We investigate a combinatorial reconfiguration problem on oriented graphs, where a reconfiguration step (edge-flip) is the inversion of the orientation of a single edge. A recently published conjecture that is relevant to the correctness of a Markov Chain Monte Carlo sampler for directed flag complexes states that any simple oriented graph admits a flip sequence that monotonically decreases the number of directed 3-cycles to zero, and is known to be true for complete oriented graphs. We show that, in general, this conjecture does not hold. As main tool for disproving the conjecture, we introduce the concept of FBD-graphs (fully blocked digraphs). An FBD-graph is a directed graph that does not contain any directed 1-, 2-, or 3-cycles, and for which any edge-flip creates a directed 3-cycle. We prove that the non-existence of FBD-graphs is a necessary condition for the conjecture to hold and succeed in constructing FBD-graphs. On the other hand, we show that complete graphs, as well as graphs in which every edge is incident to at most two triangles, cannot be fully blocked. In addition to being relevant for determining in which cases the above mentioned sampling process is correct, the concept of FBD-graphs might also be useful for other problems and yields interesting questions for further study.
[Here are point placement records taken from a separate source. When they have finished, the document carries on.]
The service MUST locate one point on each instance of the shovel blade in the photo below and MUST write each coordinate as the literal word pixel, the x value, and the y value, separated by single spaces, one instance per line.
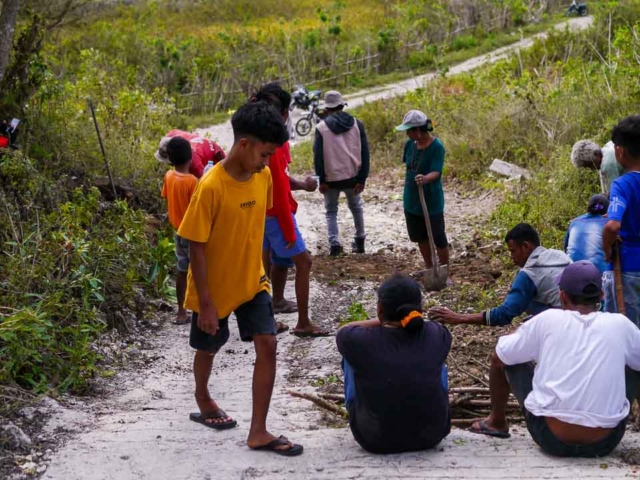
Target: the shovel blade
pixel 435 279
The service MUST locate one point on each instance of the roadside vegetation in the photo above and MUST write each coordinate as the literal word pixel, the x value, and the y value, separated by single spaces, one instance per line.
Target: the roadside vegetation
pixel 528 110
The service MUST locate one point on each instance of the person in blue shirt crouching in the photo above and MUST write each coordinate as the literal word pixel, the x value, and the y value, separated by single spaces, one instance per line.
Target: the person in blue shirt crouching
pixel 534 289
pixel 624 220
pixel 583 240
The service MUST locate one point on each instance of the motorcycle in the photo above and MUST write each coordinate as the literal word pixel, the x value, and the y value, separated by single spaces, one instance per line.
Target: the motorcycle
pixel 577 10
pixel 315 116
pixel 303 99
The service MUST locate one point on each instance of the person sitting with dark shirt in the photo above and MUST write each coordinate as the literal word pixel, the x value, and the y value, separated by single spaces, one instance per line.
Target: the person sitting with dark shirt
pixel 395 377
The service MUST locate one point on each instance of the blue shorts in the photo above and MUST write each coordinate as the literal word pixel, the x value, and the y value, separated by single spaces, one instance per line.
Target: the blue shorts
pixel 274 240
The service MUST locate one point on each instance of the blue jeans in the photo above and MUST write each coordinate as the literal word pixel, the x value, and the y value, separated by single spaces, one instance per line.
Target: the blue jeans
pixel 350 382
pixel 631 291
pixel 331 197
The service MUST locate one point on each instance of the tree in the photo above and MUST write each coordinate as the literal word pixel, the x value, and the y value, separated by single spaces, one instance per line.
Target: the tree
pixel 21 70
pixel 8 17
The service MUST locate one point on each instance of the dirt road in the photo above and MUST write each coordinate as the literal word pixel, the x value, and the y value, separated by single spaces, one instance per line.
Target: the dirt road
pixel 223 134
pixel 142 431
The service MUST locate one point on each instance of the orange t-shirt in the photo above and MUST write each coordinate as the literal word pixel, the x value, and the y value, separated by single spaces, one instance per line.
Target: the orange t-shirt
pixel 178 188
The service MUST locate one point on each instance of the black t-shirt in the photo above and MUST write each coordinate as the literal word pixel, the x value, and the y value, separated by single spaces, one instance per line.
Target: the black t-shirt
pixel 400 402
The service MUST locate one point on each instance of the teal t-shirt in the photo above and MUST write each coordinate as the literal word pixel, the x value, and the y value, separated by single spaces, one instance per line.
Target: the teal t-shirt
pixel 425 161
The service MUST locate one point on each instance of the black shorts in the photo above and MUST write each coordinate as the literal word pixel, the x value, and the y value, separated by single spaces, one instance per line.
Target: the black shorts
pixel 417 229
pixel 254 318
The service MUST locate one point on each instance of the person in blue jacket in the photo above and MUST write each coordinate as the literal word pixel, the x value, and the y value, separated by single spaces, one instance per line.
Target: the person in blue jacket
pixel 583 240
pixel 534 288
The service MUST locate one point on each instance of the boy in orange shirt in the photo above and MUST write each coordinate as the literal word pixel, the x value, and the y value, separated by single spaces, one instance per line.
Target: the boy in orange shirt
pixel 178 187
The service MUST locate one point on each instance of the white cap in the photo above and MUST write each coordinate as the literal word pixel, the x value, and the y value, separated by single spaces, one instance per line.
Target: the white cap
pixel 413 118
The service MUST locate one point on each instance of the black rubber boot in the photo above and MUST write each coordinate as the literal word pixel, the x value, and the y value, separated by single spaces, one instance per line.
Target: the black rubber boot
pixel 358 245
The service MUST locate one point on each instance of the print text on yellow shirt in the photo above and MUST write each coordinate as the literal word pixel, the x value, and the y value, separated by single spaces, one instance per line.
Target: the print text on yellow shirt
pixel 228 217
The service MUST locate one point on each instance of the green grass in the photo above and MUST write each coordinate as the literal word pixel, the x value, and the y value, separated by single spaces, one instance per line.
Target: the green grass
pixel 442 62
翻译：我们研究有向图上的组合重配置问题，其中重配置步骤（边翻转）指反转单条边的方向。一个最近发表的、与有向旗复形马尔可夫链蒙特卡洛采样器正确性相关的猜想声称：任何简单有向图都存在一个翻转序列，能单调地将有向3-环的数量减少至零，且该猜想已知在完全有向图上成立。我们证明该猜想在一般情况下不成立。作为证伪猜想的主要工具，我们引入了FBD图（全阻塞有向图）的概念。FBD图是一种不包含任何有向1-环、2-环或3-环的有向图，且其任意边翻转都会产生一个有向3-环。我们证明了FBD图的不存在性是猜想成立的必要条件，并成功构造了FBD图。另一方面，我们证明完全图以及每条边最多关联两个三角形的图不可能被完全阻塞。FBD图的概念除了有助于确定上述采样过程在何种情况下正确外，也可能对其他问题具有应用价值，并为进一步研究提供了有趣的问题。